Stai Zitta by Michela Murgia Review

Published by Elena Feresin on

Stai Zitta by Michela Murgia Review

Stai Zitta Michela Murgia

A month has gone by after International Women’s Day and I once again talk about books and women. This time, I won’t travel back to the past, but consider a recently published Italian book.

In my blog post on the essay “Dalla parte delle bambine” (On the Girl’s side), published in 1973, I compared my upbringing to the one described in the book and I wondered whether society and women’s lives were really changed. I was positive for the future but quite pessimistic about the present.

What is Stai Zitta all about?

If I ever had any doubt left, the book Stai ZItta (Shut up) by Italian author and activist Michela Murgia was the right occasion to settle them all.
Things have not changed, at least here in Italy, they are even worse.

If, in the 70s, violence against women was most blatant, in 2021 everything has been taken to a psychological level. Before, women were forced to be housewives, had no money, and were sold like stuff from father to husband. Now women are only apparently free. We remain prisoners of a sexist culture that we could compare to a leash. The rope is so long that we almost feel free. But sooner or later we’ll be reminded that we’re not free and we should stay where we belong. In the kitchen, with our mouths shut.
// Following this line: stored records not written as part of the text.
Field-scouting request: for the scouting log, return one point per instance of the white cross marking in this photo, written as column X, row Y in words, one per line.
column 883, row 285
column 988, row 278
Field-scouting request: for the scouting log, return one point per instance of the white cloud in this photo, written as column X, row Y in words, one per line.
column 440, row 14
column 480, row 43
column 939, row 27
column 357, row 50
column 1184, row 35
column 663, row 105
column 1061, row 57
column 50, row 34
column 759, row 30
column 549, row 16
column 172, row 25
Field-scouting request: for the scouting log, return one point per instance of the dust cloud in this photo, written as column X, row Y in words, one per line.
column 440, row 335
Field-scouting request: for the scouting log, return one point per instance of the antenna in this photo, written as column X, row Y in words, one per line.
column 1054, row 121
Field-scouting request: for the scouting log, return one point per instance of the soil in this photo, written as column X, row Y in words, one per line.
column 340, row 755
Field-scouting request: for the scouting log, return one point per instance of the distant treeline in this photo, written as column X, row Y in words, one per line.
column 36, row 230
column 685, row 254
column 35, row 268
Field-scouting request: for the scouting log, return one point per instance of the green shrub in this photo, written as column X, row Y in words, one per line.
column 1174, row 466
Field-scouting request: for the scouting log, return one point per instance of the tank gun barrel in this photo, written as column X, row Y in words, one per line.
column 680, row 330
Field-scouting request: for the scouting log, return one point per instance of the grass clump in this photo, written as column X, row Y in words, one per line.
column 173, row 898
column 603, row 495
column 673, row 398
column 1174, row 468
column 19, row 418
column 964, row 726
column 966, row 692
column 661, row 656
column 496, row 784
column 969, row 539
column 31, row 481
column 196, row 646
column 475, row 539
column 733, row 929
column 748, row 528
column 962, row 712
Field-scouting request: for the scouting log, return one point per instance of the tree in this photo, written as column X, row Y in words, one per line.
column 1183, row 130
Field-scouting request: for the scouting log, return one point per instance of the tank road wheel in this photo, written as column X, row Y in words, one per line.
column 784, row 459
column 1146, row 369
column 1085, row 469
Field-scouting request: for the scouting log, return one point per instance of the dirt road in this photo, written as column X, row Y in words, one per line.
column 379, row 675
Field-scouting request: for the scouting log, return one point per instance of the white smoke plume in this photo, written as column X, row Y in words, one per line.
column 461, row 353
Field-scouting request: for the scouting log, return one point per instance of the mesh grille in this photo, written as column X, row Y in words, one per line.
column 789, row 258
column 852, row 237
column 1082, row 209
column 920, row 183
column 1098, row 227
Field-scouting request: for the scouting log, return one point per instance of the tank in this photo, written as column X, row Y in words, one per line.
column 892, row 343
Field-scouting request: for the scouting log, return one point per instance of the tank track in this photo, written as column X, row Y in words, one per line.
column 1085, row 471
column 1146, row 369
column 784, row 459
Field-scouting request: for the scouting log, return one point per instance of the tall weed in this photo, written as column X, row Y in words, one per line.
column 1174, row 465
Of all the things women can do, to talk is still the most revolutionary.” Quotes the back cover of “Stai Zitta” and it is precisely on a sexist lexicon that Murgia focuses. The result is a collection of nine phrases that “We never want to hear again”.
Women are everywhere! Women are women’s worst enemy. Men get discriminated too. You’re a cougar. You’re such a blond.

I would add something to Murgia’s subtitle. These are also the phrases that I don’t want to say ever again.

That’s the harsh truth of Stai Zitta.

We’re more than used to male’s weird and insulting words. What still pisses me off is that sexist culture is so deep and sneaky that it slithers in women’s words too. I don’t think I’m less than a man. I was never desperate for attention. I think I’m also quite smart, but somehow, I always tend to feel in competition with other women. I’m not able to rationalize what I feel. Is not like there’s an award or something. Yet, every day, women wake up knowing that they are supposed to be better than other women, thinner, prettier, smarter, more of a mother, more of a saint more of a slut.

“[…] to subdue a woman, it takes two. One is not enough. If the sexist culture wants to dominate females it needs to convince two-thirds of the women that they are given a privilege that is denied to others. Whenever feminism was successful, it organized in a way that broke that ratio.

My opinion on Stai Zitta

If every book is a gift, I’d like to (virtually) donate this one to all my friends, to help them focus their attention on another shade of reality that we need to change.

There’s another person I’d like to read this book to: my boyfriend Stefano. It is useless to think of a utopia (or is it a dystopia) where men don’t exist. It’s more important to make men understand which the right path is to follow. The final goal should be appealing to any decent man. We want a society where women are not permanently afraid, and men are not unintentional tyrants.

This is a short book that has the power to shake us and wake us up.